This is 256 bits, 32 bytes long for elliptic points (packed format, x coordinate and sign of the y coordinate), and usually 240 bits, 30 bytes long for elliptic integers, though sometimes one more bit will be needed, 241 bits, 31 bytes.
Although it is not well documented, DAO supports binary fields in a database, for example
Set tbl = .CreateTableDef("SigText", dbAttachExclusive)
With tbl
Set z = .CreateField("elliptic_point", dbBinary, 32)
z.Required = True
.Fields.Append z
End With
.TableDefs.Append tbl
The resulting fields are dynamic byte array objects in visual basic. Warning:
Automatic conversion between byte array and string usually works, but giving
strings to database functions when they expect byte arrays can produce
unexpected results. The seek method expects the correct type.
SHA provides, of course, the SHA hash.
Typical usage:
Dim byteHash() As Byte Dim hash As New SHA hash.process_ansii txtText.Text hash.process_ansii SomeMoreText byteHash = hash.final
!997 September 22 Version 1.0: Minor API changes. KongTools now provides visual basic style error handling when you pass one of its functions an uninitialized variable. A visual basic program to test and demonstrate the KongTools functions is now part of the release. No bugs in this version known as yet.

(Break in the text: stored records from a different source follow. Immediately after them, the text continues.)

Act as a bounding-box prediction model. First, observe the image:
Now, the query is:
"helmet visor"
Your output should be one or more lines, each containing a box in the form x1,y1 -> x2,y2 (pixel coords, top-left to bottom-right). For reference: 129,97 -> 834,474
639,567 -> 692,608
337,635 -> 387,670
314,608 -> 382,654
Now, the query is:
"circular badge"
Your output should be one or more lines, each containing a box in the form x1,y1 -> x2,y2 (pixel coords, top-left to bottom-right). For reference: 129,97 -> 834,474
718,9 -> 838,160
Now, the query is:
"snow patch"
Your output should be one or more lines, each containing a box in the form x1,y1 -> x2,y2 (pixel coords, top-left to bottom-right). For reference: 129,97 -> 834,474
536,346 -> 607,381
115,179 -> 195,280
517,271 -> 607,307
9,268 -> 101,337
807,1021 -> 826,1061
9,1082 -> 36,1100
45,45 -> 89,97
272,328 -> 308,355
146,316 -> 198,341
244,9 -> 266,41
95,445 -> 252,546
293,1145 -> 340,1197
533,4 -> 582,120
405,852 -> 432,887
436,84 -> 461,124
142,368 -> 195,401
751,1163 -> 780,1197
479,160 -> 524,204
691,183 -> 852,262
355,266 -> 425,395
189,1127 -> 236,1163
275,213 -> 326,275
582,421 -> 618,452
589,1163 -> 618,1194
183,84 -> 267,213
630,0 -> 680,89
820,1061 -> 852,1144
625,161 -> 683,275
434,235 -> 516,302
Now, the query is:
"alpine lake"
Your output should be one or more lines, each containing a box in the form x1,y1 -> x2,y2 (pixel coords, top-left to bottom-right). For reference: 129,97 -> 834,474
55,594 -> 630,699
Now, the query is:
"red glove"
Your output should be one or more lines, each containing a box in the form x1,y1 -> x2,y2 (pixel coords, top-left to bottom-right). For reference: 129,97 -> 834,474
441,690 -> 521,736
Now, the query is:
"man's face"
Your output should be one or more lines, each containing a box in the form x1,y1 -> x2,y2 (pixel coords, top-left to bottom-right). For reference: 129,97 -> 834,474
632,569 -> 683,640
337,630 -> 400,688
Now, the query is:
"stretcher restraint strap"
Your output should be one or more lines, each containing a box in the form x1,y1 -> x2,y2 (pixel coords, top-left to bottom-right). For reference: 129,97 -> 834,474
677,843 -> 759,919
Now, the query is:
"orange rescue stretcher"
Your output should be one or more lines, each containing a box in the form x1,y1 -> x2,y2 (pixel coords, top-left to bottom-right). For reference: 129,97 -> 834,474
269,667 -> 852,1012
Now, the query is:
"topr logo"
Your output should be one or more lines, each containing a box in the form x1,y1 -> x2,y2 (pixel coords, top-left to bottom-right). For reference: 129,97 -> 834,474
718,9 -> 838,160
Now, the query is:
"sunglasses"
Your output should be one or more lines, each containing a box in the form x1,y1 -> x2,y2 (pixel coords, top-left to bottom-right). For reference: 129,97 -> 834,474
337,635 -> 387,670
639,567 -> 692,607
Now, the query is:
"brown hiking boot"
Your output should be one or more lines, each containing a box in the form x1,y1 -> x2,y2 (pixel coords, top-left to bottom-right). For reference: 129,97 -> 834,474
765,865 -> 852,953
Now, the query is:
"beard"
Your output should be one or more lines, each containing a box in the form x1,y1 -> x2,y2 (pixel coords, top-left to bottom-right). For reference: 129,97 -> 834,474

1997 December 3 version 2.0: Added Arc4 Symmetric key encryption. (Which has another name when you pay Ron Rivest's company.) This version is used by Crypto Kong, a digital signature and communications encryption product released at the same time. This version had a serious bug, which prevented it from running on windows 95, though it ran just fine on windows NT
1997 December 11 version 2.0: Bugfix release